None of this happens with osteoporosis or high blood pressure. It seems to be the enormous visceral impact of a cancer diagnosis that allows the cancer-afflicted to have an impact on their community in a way that just doesn’t happen with benign disease.

She sees her friends transform her views of the disease simply by grace-walking into the grocery store, tall and bald and fully alive. Or when they sit and talk and rock and gaze out kindly at a future wildly different than anything any of them had imagined before and that all of them try to picture now. Or while they keep journals or essays or send out weekly emails, giving a clear-eyed view of each rocket-fueled step along the path.

She often thinks of another neighbor who stood at her church’s pulpit three weeks before she died of breast cancer at 44. She spoke straight to the heart of her congregation, her about-to-be-widowed husband, her two young sons. Her friend described what it was like to be days from death and how her goals had grown simpler at the same rate that her cancer grew more complex ~ first to be cured, then to be well, then to be pain-free, then to be with family, then to see her oldest son’s birthday (she did), then to see her youngest son’s birthday (she didn’t). “Hooray for today,” she said, “Hooray for today.” A pulpit grace-walk that seared the congregation.
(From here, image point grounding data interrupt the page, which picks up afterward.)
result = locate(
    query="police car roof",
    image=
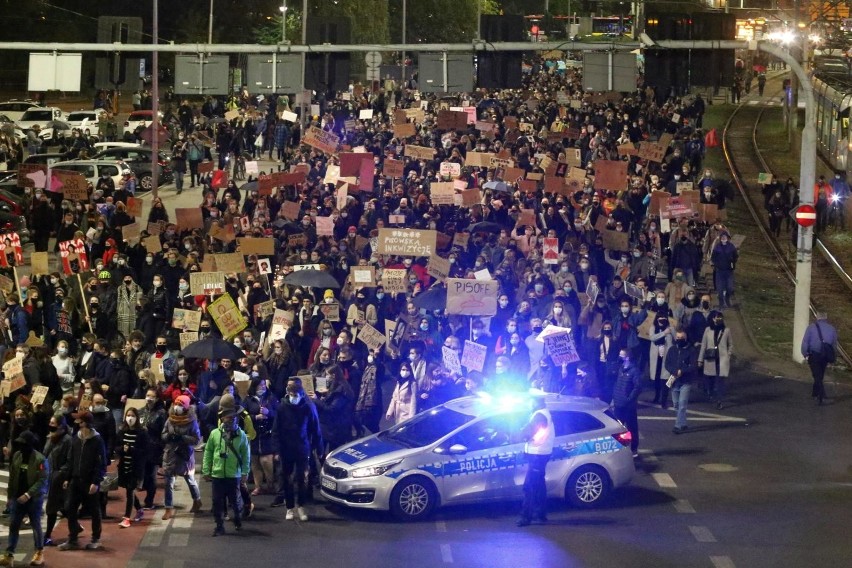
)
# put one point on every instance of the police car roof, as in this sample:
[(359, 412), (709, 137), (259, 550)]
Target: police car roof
[(486, 403)]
She remembers a cancer colleague, cut down in his prime and in agony, kidney cancer to bone, who wrote his own eulogy. His words were intoned in the untrembling voice of his best friend at his funeral: “I’ve had a great life,” he wrote. “I’m dying young, but I have no regrets. I thank you for all for this great wild precious ride.” For months afterwards she thought of every word of his grace-walk.

Over the years she sees sudden deaths that knock a family flat, whereas sometimes with cancer the families start to hone the tools they’ll use again to prop each other up during the aftermath. It’s become clear to her that everyone has so many untied shoelaces in their lives and so little motivation to lace them up tight. It seems it’s only cancer that can on occasion provide the catalyst to tie the shoestrings with a double knot. Is there a more precious gift than the chance to leave knowing you have lessened the odds of a loved one later tripping?
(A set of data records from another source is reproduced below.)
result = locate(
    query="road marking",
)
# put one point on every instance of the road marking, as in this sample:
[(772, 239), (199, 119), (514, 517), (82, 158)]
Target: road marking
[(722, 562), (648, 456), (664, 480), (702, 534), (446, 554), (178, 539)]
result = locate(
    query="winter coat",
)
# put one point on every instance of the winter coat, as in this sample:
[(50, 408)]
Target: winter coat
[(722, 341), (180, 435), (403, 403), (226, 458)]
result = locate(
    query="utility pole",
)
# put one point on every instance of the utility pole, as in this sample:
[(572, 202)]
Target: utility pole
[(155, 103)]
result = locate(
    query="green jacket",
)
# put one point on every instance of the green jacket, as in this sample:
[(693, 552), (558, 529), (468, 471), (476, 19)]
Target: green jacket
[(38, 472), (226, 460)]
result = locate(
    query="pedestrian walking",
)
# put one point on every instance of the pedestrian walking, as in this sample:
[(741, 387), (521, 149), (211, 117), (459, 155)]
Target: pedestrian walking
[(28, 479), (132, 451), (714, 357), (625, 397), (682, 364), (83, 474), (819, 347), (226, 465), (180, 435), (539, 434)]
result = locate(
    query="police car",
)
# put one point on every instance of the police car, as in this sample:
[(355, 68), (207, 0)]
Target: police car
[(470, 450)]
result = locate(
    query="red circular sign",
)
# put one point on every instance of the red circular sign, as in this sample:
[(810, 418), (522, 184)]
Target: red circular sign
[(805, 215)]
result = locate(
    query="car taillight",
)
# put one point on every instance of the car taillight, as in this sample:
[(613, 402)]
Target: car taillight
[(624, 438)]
Another neighbor of hers springs to mind, another young mother; metastatic lung cancer at thirty-five, and no, she never smoked. From the start she knew her remaining time would be measured in months and she spent virtually all of that time in a grace-walk with her young son.
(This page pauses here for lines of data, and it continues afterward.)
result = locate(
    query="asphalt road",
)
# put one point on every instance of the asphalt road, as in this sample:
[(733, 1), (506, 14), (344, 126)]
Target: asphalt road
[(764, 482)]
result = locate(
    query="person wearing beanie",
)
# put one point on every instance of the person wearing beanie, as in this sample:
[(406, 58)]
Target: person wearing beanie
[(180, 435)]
A few days before the end, her son brought her his copy of Make Way for Ducklings. She told him that reading that book to him as a toddler was one of her most precious memories, and she told him where they had sat, and in which chair, and what the light had been like, and how when he sat on her lap he rubbed her arm over and over, her left arm, while she read. He sat down and read it to her right then, at the bedside, at the deathbed, and then ran out to play. After his Little League practice that evening, he read it to her again and so it went through the next few days. He read to her when she was sleeping and he read to her during the dark hours of his mother’s coma.

She is now convinced that the words of Mr. Mallard may well have been the last words her friend heard. Certainly the last thing she felt was her ten-year-old son rubbing her arm, her left arm, over and over. This must be why she’s with the nurses. “Everybody dies,” her kidney-cancer friend had said the bleak black day when he was given half a year to live. “Everybody dies.” So if she has to die but got to choose, she thinks now that she’d take the one where you have half a chance to wear a crazy wig or tie the shoelaces up snug, where you can write emails and sermons and know that people will be listening with broken but wide-open hearts, where you have time to let your children know every little thing you ever loved about them, where you can maybe follow in the footsteps of her patients and her friends and leave behind a transforming legacy of walking talking grace, and where you might get to sail away with your son rubbing your arm, your left arm, over and over, until the book is done.